Launched on the eve of Tom’s SPACE PROGRAM: Mars, the collaboration fused in several significant ways.
Tom Sachs: NIKECraft collection consists of The Mars Yard Shoe, the Trench, The Marsfly Jacket, and the Lightweight Tote. Nike design and Sachs applied materials that have never been used in sportswear, taken from automotive air bags, mainsails for boats and the space suit itself. Each piece is packed with functionality that would prove useful in the voyage through space. Zipper pulls that double as storage containers, paracord that can be fashioned as a tourniquet and embellishments like the periodic table of elements screened on the inside of a jacket – they all merge visual interest with purpose.
About the artist
TOM SACHS is a sculptor, probably best known for his elaborate recreations of various Modern icons, all of them masterpieces of engineering and design of one kind or another. In an early show he made Knoll office furniture out of phone books and duct tape; later, he recreated Le Corbusier’s 1952 Unité d’Habitation using only foamcore and a glue gun. Other projects have included his versions of various Cold War masterpieces, like the Apollo 11 Lunar Excursion Module, and the bridge of the battleship USS Enterprise. And because no engineering project is more complex and pervasive than the corporate ecosystem, he’s done versions of those, too, including a McDonald’s he built using plywood, glue, assorted kitchen appliances. He’s also done Hello Kitty and her friends in materials ranging from foamcore to bronze.

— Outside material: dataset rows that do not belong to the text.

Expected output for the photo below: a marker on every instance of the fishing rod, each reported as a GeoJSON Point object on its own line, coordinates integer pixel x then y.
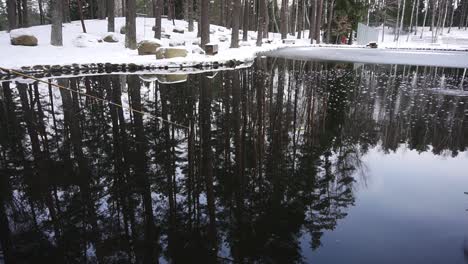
{"type": "Point", "coordinates": [93, 97]}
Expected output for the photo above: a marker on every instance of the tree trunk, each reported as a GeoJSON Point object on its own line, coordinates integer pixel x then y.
{"type": "Point", "coordinates": [261, 21]}
{"type": "Point", "coordinates": [205, 23]}
{"type": "Point", "coordinates": [235, 24]}
{"type": "Point", "coordinates": [451, 20]}
{"type": "Point", "coordinates": [24, 4]}
{"type": "Point", "coordinates": [20, 13]}
{"type": "Point", "coordinates": [101, 9]}
{"type": "Point", "coordinates": [424, 23]}
{"type": "Point", "coordinates": [130, 25]}
{"type": "Point", "coordinates": [80, 11]}
{"type": "Point", "coordinates": [330, 18]}
{"type": "Point", "coordinates": [110, 16]}
{"type": "Point", "coordinates": [56, 32]}
{"type": "Point", "coordinates": [313, 19]}
{"type": "Point", "coordinates": [157, 5]}
{"type": "Point", "coordinates": [411, 22]}
{"type": "Point", "coordinates": [318, 22]}
{"type": "Point", "coordinates": [416, 13]}
{"type": "Point", "coordinates": [41, 12]}
{"type": "Point", "coordinates": [66, 11]}
{"type": "Point", "coordinates": [190, 15]}
{"type": "Point", "coordinates": [11, 9]}
{"type": "Point", "coordinates": [245, 24]}
{"type": "Point", "coordinates": [397, 26]}
{"type": "Point", "coordinates": [284, 19]}
{"type": "Point", "coordinates": [402, 19]}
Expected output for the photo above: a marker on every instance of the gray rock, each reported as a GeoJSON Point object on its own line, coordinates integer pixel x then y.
{"type": "Point", "coordinates": [148, 47]}
{"type": "Point", "coordinates": [24, 40]}
{"type": "Point", "coordinates": [167, 53]}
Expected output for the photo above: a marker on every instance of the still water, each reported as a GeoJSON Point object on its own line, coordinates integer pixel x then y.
{"type": "Point", "coordinates": [283, 162]}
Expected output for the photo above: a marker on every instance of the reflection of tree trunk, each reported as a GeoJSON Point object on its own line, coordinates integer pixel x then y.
{"type": "Point", "coordinates": [170, 173]}
{"type": "Point", "coordinates": [5, 233]}
{"type": "Point", "coordinates": [207, 160]}
{"type": "Point", "coordinates": [140, 170]}
{"type": "Point", "coordinates": [29, 118]}
{"type": "Point", "coordinates": [71, 109]}
{"type": "Point", "coordinates": [239, 168]}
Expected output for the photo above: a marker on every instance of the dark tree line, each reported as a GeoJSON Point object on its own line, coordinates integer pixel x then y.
{"type": "Point", "coordinates": [86, 181]}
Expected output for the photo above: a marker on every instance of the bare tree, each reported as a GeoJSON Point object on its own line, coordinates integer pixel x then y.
{"type": "Point", "coordinates": [130, 25]}
{"type": "Point", "coordinates": [110, 16]}
{"type": "Point", "coordinates": [262, 21]}
{"type": "Point", "coordinates": [205, 22]}
{"type": "Point", "coordinates": [245, 24]}
{"type": "Point", "coordinates": [80, 11]}
{"type": "Point", "coordinates": [41, 12]}
{"type": "Point", "coordinates": [57, 16]}
{"type": "Point", "coordinates": [312, 18]}
{"type": "Point", "coordinates": [284, 19]}
{"type": "Point", "coordinates": [190, 15]}
{"type": "Point", "coordinates": [157, 6]}
{"type": "Point", "coordinates": [235, 24]}
{"type": "Point", "coordinates": [11, 10]}
{"type": "Point", "coordinates": [24, 4]}
{"type": "Point", "coordinates": [330, 19]}
{"type": "Point", "coordinates": [318, 22]}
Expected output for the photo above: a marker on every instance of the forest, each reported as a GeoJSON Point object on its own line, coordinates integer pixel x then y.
{"type": "Point", "coordinates": [319, 20]}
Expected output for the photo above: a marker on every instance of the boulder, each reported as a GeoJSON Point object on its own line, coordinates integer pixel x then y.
{"type": "Point", "coordinates": [175, 43]}
{"type": "Point", "coordinates": [167, 53]}
{"type": "Point", "coordinates": [149, 77]}
{"type": "Point", "coordinates": [172, 78]}
{"type": "Point", "coordinates": [222, 38]}
{"type": "Point", "coordinates": [197, 50]}
{"type": "Point", "coordinates": [179, 30]}
{"type": "Point", "coordinates": [21, 37]}
{"type": "Point", "coordinates": [111, 38]}
{"type": "Point", "coordinates": [84, 40]}
{"type": "Point", "coordinates": [148, 47]}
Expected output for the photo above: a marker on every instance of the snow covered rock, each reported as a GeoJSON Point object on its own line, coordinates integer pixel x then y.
{"type": "Point", "coordinates": [85, 40]}
{"type": "Point", "coordinates": [223, 38]}
{"type": "Point", "coordinates": [111, 38]}
{"type": "Point", "coordinates": [244, 44]}
{"type": "Point", "coordinates": [149, 77]}
{"type": "Point", "coordinates": [22, 37]}
{"type": "Point", "coordinates": [167, 53]}
{"type": "Point", "coordinates": [175, 43]}
{"type": "Point", "coordinates": [148, 47]}
{"type": "Point", "coordinates": [178, 30]}
{"type": "Point", "coordinates": [197, 50]}
{"type": "Point", "coordinates": [172, 78]}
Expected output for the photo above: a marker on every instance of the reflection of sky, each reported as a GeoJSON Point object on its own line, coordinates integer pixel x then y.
{"type": "Point", "coordinates": [412, 211]}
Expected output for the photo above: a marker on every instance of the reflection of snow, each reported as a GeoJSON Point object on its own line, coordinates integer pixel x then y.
{"type": "Point", "coordinates": [379, 56]}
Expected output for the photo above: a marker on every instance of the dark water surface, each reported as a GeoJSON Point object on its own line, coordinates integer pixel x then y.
{"type": "Point", "coordinates": [284, 162]}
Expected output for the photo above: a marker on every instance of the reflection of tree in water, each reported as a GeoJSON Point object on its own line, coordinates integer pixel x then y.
{"type": "Point", "coordinates": [273, 152]}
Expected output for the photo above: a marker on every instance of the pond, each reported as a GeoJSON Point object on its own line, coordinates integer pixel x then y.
{"type": "Point", "coordinates": [287, 161]}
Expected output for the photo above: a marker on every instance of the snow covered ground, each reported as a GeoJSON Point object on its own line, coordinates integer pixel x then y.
{"type": "Point", "coordinates": [94, 52]}
{"type": "Point", "coordinates": [457, 59]}
{"type": "Point", "coordinates": [89, 50]}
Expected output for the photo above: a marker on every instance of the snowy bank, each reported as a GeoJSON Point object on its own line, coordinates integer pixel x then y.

A lot has been made of the conceptual underpinnings of these sculptures: how Sachs’ sampling capitalist culture, remixing, dubbing and spitting it back out again, so that the results are transformed and transforming. Equally, if not more important, is his total embrace of “showing his work.” All the steps that led up to the end result are always on display. On a practical level, this means that all seams, joints, screws or for that matter anything holding stuff together, like foamcore and plywood, are left exposed. Nothing is erased, sanded away, or rendered invisible. On a more philosophical level, this means that nothing Sachs makes is ever finished. Like any good engineering project, everything can always be stripped down, stripped out, redesigned and improved.